Young is concerned with showing us the techniques that are used to keep the patient's dignity quiescent while he or she is being dehumanised in the physicians office. The writer is concerned, for example, with the structure of the clinic: cubicles, offices, desks (patient on one side, secretaries on the other --- desks which "guard" the entrance to the inner rooms.) And then there are the uniforms white jackets, or green or pink or black uniforms.

You and I will take off part or all of our clothes (often with the exception, she notes, of socks) while physicians will add a layer of clothing: a knee-length white coat. Listen to her observation on this discrepancy:

    The archeology of these artifacts is suggestive here: the layering of an outermost and predominant role over a complete social person as opposed to the reduction of a complete social person to a diminished role.


    Physicians make their initial appearance already in costume for their role, whereas patients change costume in the course of the performance.

§     §     §

One of the strengths of Presence in the Flesh is that the author uses exact transcripts --- with special markings for clarity --- made during routine medical examinations to show how the doctors (in their role) and the patients (in their roles) use words and gestures and other artifacts to establish and maintain what she calls "the presence of the self." There are dialogues given here which convey a rich sense of drama, security (and insecurity) --- words, too, created to deflect from the situation. This, from an actual pelvic exam:

    Dr C:   Let me check you below see how you feel.
    Ms J:   Something's hard right there occasionally.
    Dr. C:  Really?
    Ms J:  But I don't know what --- it goes away.
[Dr. C moves round to sit on his stool at the foot of the examination table and gloves himself. His nurse turns on the spotlight and aims it at the patient's vaginal opening]
    Ms. J:   It's not like it stays there and it's anything to worry about. Least I don't think so.
    Dr. C:  [As he touches her vulva] Still riding your horse?

The author continues:

    This remark uttered (at the moment the gynecologist touches the most intimate part of her body) splits the woman's attention off from her embodiment on the occasion of the examination and redirects it to her embodiment elsewhere .... She is poised to tell stories, to recount a world in which she is sovereign even as she is perceptually bound to a world in which she is...abject.

Young goes on:

    Disembodiment supports the general medical project of objectification that is requisite for the specific gynecological attempt to insure propriety ... Dr C, therefore, invokes this in Evie Jones at just the moment he touches her body. As he touches her breast, the doctor asks,
    "How's your legal battles?
    As he touches her vulva, another question:
    "Still riding your horse?"
    And as he inserts his hand into her vagina,
    "When were you in South Africa?"
    Thus, the gynecologist occasions the creative act by which the woman can reconsititute herself.

All this leads the authur to pertinent, and fascinating, discussions of the Descartian split on mind and body, and to other astute observations:

    Having or being a self is not a condition of life; it is a social accomplishment.
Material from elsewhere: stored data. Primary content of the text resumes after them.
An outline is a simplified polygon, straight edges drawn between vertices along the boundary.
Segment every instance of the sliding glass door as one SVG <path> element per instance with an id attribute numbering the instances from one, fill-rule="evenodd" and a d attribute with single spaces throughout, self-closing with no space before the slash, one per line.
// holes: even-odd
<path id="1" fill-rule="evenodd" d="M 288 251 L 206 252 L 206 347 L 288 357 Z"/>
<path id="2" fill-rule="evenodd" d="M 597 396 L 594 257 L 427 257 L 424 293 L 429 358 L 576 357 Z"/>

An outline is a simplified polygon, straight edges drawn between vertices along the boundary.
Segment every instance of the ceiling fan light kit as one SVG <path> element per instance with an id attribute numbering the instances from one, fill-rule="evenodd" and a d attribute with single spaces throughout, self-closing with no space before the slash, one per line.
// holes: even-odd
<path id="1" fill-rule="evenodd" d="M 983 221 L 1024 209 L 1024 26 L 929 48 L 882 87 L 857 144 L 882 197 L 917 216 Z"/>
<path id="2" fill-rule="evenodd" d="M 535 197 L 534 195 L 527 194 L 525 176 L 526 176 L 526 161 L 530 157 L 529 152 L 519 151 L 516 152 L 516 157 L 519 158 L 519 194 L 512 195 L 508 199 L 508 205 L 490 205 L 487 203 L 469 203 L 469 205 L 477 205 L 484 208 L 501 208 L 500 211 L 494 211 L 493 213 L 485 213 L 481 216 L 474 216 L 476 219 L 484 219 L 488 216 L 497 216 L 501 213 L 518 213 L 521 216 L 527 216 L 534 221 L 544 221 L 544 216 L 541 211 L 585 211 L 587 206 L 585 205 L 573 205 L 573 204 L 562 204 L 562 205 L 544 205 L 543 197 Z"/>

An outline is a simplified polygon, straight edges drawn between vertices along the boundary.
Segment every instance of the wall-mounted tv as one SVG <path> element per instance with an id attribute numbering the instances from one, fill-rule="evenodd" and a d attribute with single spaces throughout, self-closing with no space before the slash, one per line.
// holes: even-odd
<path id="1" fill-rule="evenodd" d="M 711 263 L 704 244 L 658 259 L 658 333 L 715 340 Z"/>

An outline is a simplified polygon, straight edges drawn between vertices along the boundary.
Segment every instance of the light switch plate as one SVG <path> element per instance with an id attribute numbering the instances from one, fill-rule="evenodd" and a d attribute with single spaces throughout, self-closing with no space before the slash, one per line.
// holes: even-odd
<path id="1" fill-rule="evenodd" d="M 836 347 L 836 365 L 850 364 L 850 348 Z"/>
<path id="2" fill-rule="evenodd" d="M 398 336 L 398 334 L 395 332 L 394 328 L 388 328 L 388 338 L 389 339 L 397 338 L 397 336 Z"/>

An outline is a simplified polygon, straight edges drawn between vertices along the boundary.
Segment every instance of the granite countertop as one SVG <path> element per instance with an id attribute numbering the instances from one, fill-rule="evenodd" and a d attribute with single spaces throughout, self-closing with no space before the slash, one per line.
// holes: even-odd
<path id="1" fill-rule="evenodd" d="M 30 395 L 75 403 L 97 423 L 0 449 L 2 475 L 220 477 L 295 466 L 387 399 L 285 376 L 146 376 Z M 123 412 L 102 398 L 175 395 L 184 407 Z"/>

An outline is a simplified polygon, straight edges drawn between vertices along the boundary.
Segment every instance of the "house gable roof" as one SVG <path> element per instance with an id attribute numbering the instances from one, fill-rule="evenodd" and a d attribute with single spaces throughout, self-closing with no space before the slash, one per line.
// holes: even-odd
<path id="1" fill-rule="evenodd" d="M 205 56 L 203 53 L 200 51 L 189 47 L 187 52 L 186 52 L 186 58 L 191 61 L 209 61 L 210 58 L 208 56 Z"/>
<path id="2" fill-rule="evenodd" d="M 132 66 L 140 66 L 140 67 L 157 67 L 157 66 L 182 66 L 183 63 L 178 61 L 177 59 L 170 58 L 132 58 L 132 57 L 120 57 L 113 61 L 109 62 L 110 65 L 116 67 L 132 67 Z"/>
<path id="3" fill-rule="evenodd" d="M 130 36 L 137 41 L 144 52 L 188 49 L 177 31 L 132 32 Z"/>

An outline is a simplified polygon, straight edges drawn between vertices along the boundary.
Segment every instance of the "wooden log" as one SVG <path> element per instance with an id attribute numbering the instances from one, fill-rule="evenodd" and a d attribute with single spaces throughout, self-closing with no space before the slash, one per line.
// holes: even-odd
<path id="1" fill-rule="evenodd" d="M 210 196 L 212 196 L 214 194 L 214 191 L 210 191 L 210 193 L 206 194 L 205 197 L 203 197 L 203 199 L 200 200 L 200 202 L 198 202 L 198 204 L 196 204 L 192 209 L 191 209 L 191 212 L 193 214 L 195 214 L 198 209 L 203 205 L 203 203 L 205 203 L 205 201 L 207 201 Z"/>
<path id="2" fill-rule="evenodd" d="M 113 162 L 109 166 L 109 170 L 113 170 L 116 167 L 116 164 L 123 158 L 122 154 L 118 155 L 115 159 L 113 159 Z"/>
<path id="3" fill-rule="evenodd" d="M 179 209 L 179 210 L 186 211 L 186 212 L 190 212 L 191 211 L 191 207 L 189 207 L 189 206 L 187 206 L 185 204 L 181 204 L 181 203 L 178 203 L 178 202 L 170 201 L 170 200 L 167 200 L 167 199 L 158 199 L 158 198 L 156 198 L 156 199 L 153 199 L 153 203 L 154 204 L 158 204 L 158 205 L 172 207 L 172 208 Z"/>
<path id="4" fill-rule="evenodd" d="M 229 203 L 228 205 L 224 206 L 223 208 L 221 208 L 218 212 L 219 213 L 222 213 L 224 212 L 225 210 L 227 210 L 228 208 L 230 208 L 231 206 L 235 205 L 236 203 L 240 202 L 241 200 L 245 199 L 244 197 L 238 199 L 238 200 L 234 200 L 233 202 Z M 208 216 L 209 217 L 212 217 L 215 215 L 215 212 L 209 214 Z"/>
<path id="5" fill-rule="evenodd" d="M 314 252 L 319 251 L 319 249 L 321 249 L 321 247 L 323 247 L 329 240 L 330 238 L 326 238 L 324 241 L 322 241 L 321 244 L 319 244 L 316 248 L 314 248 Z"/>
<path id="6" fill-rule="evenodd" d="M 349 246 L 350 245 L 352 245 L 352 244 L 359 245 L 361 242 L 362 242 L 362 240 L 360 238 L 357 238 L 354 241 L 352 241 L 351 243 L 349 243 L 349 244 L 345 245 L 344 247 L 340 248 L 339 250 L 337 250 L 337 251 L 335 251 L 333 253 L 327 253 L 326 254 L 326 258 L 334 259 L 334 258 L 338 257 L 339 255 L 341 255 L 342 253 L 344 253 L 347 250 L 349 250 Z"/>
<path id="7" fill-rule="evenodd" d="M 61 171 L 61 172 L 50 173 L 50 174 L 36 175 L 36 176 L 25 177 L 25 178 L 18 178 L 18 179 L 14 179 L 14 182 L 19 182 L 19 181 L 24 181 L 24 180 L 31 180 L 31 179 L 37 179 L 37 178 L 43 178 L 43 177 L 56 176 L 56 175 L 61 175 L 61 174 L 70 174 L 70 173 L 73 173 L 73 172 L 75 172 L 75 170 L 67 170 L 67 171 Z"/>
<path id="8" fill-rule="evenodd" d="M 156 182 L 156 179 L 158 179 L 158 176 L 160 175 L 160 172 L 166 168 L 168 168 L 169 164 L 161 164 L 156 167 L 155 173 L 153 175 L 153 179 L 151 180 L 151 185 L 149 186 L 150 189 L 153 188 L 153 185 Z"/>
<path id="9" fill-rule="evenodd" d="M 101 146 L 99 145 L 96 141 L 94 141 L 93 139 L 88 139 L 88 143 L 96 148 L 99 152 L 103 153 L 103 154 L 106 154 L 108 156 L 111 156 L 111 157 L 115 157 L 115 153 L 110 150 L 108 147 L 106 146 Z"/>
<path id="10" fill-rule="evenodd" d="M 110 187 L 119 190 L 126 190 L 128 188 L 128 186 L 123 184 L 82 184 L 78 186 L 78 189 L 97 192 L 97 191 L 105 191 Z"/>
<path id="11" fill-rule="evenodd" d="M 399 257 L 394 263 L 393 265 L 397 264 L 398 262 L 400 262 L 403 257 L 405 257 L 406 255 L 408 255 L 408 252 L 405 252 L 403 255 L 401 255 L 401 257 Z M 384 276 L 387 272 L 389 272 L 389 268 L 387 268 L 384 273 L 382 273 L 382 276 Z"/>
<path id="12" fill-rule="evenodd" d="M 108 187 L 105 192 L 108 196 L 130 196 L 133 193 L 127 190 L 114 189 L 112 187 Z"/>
The person and his body merely provide the peg on which something of a collaboratative manufacture will be hung for a time.

Young, being an anthropologist, can sometimes befuddle us with her words:

    Because the body as a locus of self is imaginary, the embodied person must be constantly reconstituted, reinvented, intended, to take up the phenomenological term...I am complicit in the invention of my own subjectivity.

But this confusion is rare. Ignore the $100 words like "ontological" and "reframe" and "ineluctable discontinuities." The story to be told here --- you and me and our very strange relationship with our doctor, accepted by all "civilized" persons --- is worth every moment you spend with this tome.